Wednesday, March 27, 2013

New York City or Lagos, What Makes a Place 'Vibrant'?


The True Meaning of the V-Word

Steve Sailer, Taki's Magazine
The True Meaning of the V-Word
What do people really mean by the word “vibrant?”
Until the disco era, “vibrant” was used only rarely, mostly in connection with vibrations, literal or metaphorical. A quick search online finds no examples of “vibrant” in the works of George Orwell or John Updike, one in Evelyn Waugh‘s (“that silence vibrant with self-accusation”), and two in Vladimir Nabokov‘s. (Humbert Humbert looks up to a “vibrant sky” through “nervous” rustling branches.)
According to Google’s Ngram, “vibrant” was an occasionally used word from the 1920s into the early 1970s. But then its share of all the words in books roughly quadrupled by the mid-2000s (when a few people finally started to make fun of it).
In 2013, it’s hard to avoid the word. For example, on Monday, President Obama announced, “Immigration makes us stronger—it keeps us vibrant.…”
Lagos (Google Images)

     All very well said. I understand that when Dutch architect Rem Koolhaas looks at a place like Lagos, Nigeria, he sees vibrancy bursting out all over. I'm thinking that real estate and advertising uses of the term might be a tad different, since they will use any buzzword that will likely work, but I think of 'vibrant' as either nonwhite or with a healthy sprinkling of whites, a vibrant rainbow that makes whites forget that the white band of the rainbow is fading out as the dark demographic storm clouds gather. 

     Also like Sailer's point that 'vibrant' has become a placeholder. I think part of the term satisfies something having to do with my particular view of White Man's Disease. For example, if I were a journalist or a novelist, how would I characterize a group of people of another race so that I can be safely polite, complementary or at least inoffensive? 

     It reminds me of when I read even older, pre-1960's, novels and some white character will be surrounded by nonwhites, for example, on a foreign airliner, filled with, say, Indonesians. I always smile, waiting for the nonwhites to invariably be described as "a handsome people." You have to wonder whether, for example, the Chinese or the Arabs feel the need to describe Europeans as handsome, attractive, sex kittens or some such--or their fellow Chinese or Arabs might suspect them of being bad bad BAD! 

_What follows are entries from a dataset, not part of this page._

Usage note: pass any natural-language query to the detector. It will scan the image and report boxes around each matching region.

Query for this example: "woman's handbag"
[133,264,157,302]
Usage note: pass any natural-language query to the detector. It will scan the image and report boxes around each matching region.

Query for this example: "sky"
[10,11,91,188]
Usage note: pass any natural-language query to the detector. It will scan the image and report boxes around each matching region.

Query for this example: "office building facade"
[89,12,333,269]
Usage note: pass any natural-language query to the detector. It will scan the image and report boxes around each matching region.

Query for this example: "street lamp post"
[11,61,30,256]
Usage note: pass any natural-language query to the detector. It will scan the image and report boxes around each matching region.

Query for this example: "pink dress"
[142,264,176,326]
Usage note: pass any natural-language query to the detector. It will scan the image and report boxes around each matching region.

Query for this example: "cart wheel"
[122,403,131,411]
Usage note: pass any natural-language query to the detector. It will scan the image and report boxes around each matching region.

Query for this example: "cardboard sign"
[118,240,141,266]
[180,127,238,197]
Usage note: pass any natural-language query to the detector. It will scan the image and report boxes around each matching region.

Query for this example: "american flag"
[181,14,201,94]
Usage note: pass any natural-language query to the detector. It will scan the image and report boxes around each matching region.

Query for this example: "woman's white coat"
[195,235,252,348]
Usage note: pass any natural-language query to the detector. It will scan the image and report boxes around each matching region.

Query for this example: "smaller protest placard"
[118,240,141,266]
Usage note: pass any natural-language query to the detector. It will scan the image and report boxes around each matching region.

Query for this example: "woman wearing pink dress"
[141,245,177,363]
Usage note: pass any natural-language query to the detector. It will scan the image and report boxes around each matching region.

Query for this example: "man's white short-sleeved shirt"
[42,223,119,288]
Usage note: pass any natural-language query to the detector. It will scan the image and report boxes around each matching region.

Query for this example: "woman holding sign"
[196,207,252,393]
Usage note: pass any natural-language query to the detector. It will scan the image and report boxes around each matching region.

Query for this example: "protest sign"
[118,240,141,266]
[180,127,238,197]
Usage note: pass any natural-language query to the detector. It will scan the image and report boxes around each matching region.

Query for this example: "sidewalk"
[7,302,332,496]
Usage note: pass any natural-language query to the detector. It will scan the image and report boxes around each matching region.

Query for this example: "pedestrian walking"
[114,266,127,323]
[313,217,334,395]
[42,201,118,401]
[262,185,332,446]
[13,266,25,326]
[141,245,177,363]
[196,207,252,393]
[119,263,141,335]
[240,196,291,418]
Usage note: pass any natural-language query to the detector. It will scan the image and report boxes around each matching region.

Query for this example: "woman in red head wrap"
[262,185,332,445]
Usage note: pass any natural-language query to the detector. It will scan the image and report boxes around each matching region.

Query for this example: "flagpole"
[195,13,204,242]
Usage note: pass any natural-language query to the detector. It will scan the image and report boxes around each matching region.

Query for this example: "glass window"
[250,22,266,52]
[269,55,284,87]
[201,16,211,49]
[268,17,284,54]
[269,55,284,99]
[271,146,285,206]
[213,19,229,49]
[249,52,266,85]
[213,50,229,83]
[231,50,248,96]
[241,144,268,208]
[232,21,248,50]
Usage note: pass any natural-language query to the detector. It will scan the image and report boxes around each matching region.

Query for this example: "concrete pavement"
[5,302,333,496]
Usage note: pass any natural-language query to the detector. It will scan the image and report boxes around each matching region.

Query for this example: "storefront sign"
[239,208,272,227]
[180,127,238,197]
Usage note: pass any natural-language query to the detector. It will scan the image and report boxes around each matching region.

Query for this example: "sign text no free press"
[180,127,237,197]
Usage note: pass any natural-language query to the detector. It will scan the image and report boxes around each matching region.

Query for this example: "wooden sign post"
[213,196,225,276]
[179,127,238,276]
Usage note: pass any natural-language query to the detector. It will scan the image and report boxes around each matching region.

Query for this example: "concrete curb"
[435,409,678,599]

     Maybe it is time to devise a scientific Scale of Vibrancy. Some mostly nonwhite multicultural multiracial neighborhood, with no doubt lots of hustle and bustle, ample street noise, loud music, spicy fragrant foods, colorful apparel and random gruesome danger, maybe in New York City, Philadelphia, Chicago, Austin, LA or San Francisco, might achieve a respectable 4. Skipping up the scale, a vibrant location to die for would be Lagos, a lofty 8. From what I recently read over at American Renascence, parts of Liberia, like those violently overseen/caringly ministered to by General/Preacher Butt Naked, might achieve a breathtaking 9. Whereas Hell proper would remain a solid 10, the gold standard of vibrancy.